Bununla birlikte Brezilya’da son 10 yılın en yavaş soya fasulyesi hasadı, mısır ekiminin gecikmesi ve Arjantin’deki kuraklık, Güney Amerika’nın tarımsal üretimi konusundaki kaygıları artırıyor. Vogel, 2008’deki kadar hızlı bir şekilde sorunların çözüme kavuşmasının beklenemeyeceğini dile getiriyor.

“Fiyatlarda hatırı sayılır düşüş 2-3 yıldan önce olmaz”
Özellikle yağlı tohum grubundaki tahıllarda sıkışıklığın 2022’ye sarkacağını ön gören analisti, başlıca üretim bölgelerinde hava muhalefeti yaşanmasa bile üretim kaynaklı sıkışıklığın aşılmasının en azından iki-üç sezon sürebileceği uyarısı yapıyor. Vogel, “Fiyatlarda hatırı sayılır bir düşüşten bahsetmemiz için iki, üç hatta dört yıl geçmesi gerekebilir” diyor.

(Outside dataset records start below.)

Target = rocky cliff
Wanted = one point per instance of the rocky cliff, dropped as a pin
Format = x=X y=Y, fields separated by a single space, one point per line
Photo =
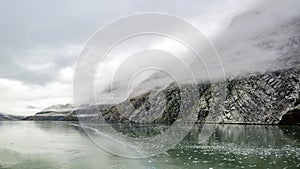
x=264 y=98
x=259 y=98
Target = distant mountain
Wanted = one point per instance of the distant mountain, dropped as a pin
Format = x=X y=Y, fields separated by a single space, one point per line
x=5 y=117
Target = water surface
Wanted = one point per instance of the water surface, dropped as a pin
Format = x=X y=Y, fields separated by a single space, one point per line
x=63 y=145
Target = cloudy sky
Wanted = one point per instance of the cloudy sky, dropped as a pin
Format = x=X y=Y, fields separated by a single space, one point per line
x=40 y=41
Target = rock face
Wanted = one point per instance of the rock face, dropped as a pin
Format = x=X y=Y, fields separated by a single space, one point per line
x=267 y=98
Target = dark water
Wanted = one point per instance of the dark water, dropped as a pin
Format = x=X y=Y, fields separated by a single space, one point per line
x=46 y=145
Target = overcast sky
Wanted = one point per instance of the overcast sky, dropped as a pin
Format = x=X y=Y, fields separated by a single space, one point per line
x=40 y=41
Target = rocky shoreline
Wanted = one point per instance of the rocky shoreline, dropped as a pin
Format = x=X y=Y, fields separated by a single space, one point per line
x=265 y=98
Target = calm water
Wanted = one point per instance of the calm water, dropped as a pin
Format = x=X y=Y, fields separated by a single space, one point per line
x=31 y=145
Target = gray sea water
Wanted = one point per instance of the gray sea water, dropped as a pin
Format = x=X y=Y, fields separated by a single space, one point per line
x=47 y=145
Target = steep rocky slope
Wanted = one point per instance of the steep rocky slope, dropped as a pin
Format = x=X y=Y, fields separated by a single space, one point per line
x=265 y=98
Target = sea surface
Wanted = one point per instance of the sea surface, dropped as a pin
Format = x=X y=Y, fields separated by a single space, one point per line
x=63 y=145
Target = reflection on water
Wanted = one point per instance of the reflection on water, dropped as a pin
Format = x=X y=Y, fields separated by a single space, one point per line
x=63 y=145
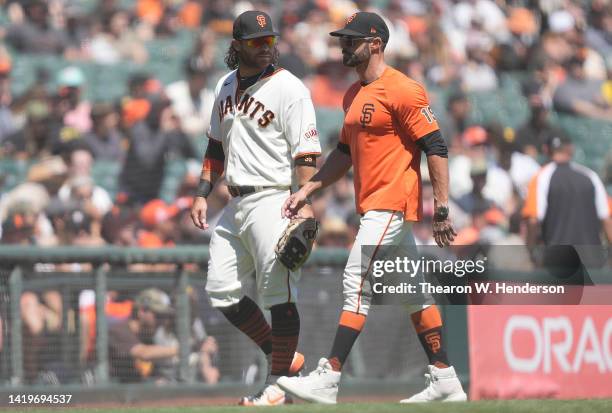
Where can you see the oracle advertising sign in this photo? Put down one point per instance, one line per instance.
(527, 352)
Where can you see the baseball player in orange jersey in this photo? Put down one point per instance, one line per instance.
(262, 132)
(388, 122)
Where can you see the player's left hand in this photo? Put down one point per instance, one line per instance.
(443, 232)
(294, 205)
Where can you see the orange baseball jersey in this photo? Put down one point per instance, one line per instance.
(382, 122)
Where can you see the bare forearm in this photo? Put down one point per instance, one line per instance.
(304, 174)
(335, 167)
(533, 232)
(438, 174)
(607, 224)
(153, 352)
(210, 176)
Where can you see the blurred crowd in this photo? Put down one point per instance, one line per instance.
(562, 48)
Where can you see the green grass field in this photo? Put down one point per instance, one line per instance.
(514, 406)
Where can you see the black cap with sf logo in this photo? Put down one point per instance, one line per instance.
(252, 24)
(364, 24)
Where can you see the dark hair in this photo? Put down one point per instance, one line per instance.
(231, 57)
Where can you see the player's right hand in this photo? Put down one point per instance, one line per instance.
(293, 204)
(198, 212)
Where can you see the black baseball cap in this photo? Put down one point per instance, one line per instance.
(364, 24)
(252, 24)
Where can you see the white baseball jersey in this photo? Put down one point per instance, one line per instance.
(262, 131)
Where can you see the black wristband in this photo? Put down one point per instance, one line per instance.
(441, 213)
(204, 188)
(307, 200)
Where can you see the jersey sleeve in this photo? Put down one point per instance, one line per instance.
(343, 138)
(214, 129)
(412, 110)
(301, 128)
(530, 208)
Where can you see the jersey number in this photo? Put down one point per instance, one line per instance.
(366, 114)
(428, 113)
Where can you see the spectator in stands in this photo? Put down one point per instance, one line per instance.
(477, 74)
(191, 100)
(456, 120)
(104, 141)
(34, 33)
(330, 83)
(537, 130)
(567, 203)
(334, 233)
(475, 199)
(7, 119)
(581, 96)
(119, 227)
(116, 42)
(131, 358)
(34, 141)
(135, 106)
(152, 143)
(80, 188)
(77, 111)
(158, 220)
(599, 33)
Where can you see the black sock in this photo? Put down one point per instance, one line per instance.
(432, 343)
(285, 335)
(248, 318)
(343, 343)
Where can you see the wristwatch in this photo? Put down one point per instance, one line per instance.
(441, 213)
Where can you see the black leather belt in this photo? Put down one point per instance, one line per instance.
(244, 190)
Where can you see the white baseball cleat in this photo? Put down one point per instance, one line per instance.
(320, 386)
(442, 385)
(272, 395)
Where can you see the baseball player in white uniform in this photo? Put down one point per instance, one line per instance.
(263, 136)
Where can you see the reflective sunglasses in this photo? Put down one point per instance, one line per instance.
(348, 42)
(260, 41)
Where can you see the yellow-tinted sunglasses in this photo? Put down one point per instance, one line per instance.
(260, 41)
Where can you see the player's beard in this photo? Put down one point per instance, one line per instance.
(261, 60)
(352, 59)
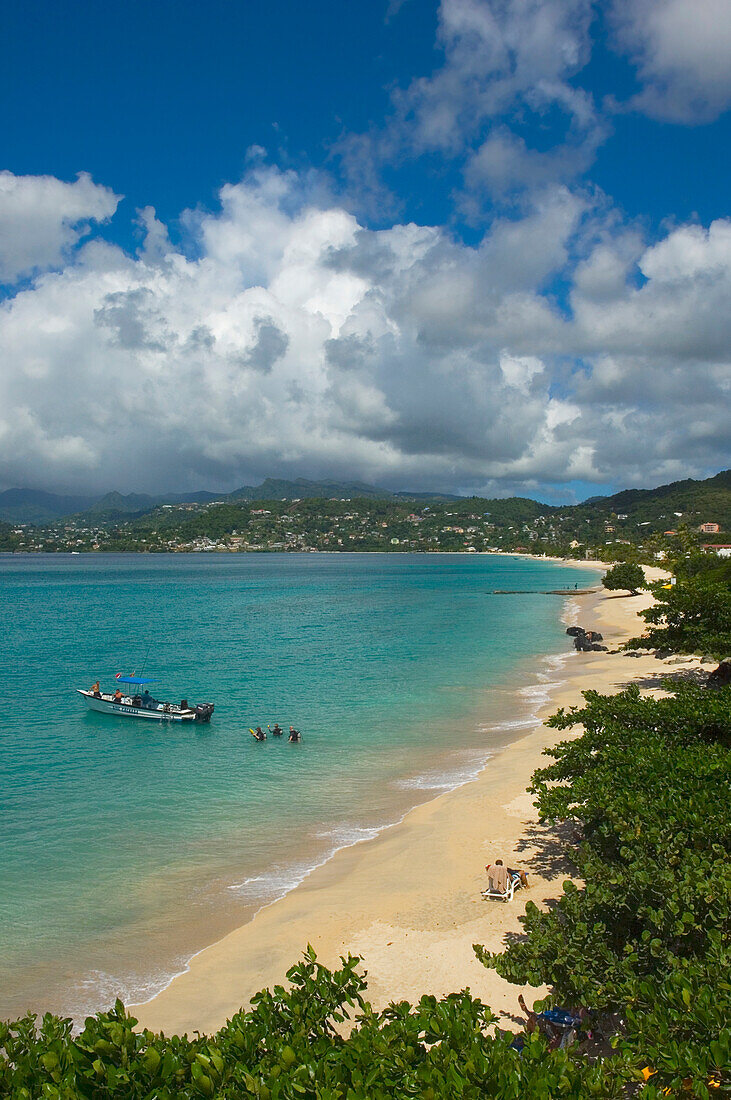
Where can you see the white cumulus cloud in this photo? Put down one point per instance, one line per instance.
(291, 340)
(43, 218)
(683, 53)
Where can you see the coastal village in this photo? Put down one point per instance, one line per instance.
(469, 525)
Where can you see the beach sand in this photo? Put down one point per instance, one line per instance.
(409, 902)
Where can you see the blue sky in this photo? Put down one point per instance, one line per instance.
(465, 244)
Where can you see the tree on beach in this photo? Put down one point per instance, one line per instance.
(626, 576)
(693, 616)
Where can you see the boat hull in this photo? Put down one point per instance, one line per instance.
(126, 711)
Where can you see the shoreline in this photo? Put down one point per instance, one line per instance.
(408, 900)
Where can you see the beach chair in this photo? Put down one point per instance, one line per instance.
(513, 883)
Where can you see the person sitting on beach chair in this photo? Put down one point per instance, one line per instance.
(501, 881)
(497, 877)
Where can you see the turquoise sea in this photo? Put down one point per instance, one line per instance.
(125, 846)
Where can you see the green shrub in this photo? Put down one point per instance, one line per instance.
(693, 616)
(626, 576)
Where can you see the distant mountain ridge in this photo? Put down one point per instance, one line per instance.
(36, 506)
(712, 495)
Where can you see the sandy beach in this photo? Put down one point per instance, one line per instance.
(409, 902)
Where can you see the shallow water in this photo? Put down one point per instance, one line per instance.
(126, 845)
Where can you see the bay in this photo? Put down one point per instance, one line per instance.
(125, 848)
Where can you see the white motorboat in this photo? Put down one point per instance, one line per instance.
(140, 704)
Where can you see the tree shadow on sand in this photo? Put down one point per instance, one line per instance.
(551, 849)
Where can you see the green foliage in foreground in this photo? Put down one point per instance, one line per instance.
(626, 576)
(644, 945)
(287, 1047)
(693, 616)
(649, 936)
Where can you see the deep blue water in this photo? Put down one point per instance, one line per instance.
(125, 844)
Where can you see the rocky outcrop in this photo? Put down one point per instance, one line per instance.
(585, 640)
(721, 675)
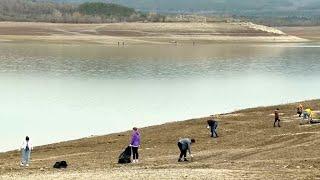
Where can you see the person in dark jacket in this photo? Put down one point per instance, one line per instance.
(135, 144)
(184, 145)
(276, 118)
(212, 124)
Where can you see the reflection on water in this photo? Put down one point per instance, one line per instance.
(59, 92)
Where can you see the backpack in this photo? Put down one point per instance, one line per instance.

Saxo Bank: Bolluk yerini sıkışıklığa bıraktı
Saxo Bank da kuzey yarımkürenin ekim ve mahsul dönemlerinin dikkatli bir şekilde takip edilmesi gerektiğini belirtiyor. Geçen yıl başta tahıllar ve yağlı tohumlar olmak üzere birçok gıda ürününde ‘bolluk’ döneminin yerini arz sıkışıklığına bıraktığını hatırlatan Saxo Bank Emtia Stratejisti Ole Hansen de şu değerlendirmede bulunuyor: “İlk çeyrekte Güney Amerika’daki hava durumu endişeleri ve geçen yıl Çin’den yapılan güçlü alımlar 2020-21 sezonunda stokların son yılların en düşük seviyesine ineceği beklentisi yarattı. Bunu akılda tutarak önümüzdeki aylarda özellikle ABD ve Karadeniz bölgesindeki ekim ve üretim koşulları dikkatli bir şekilde izlenmeli.”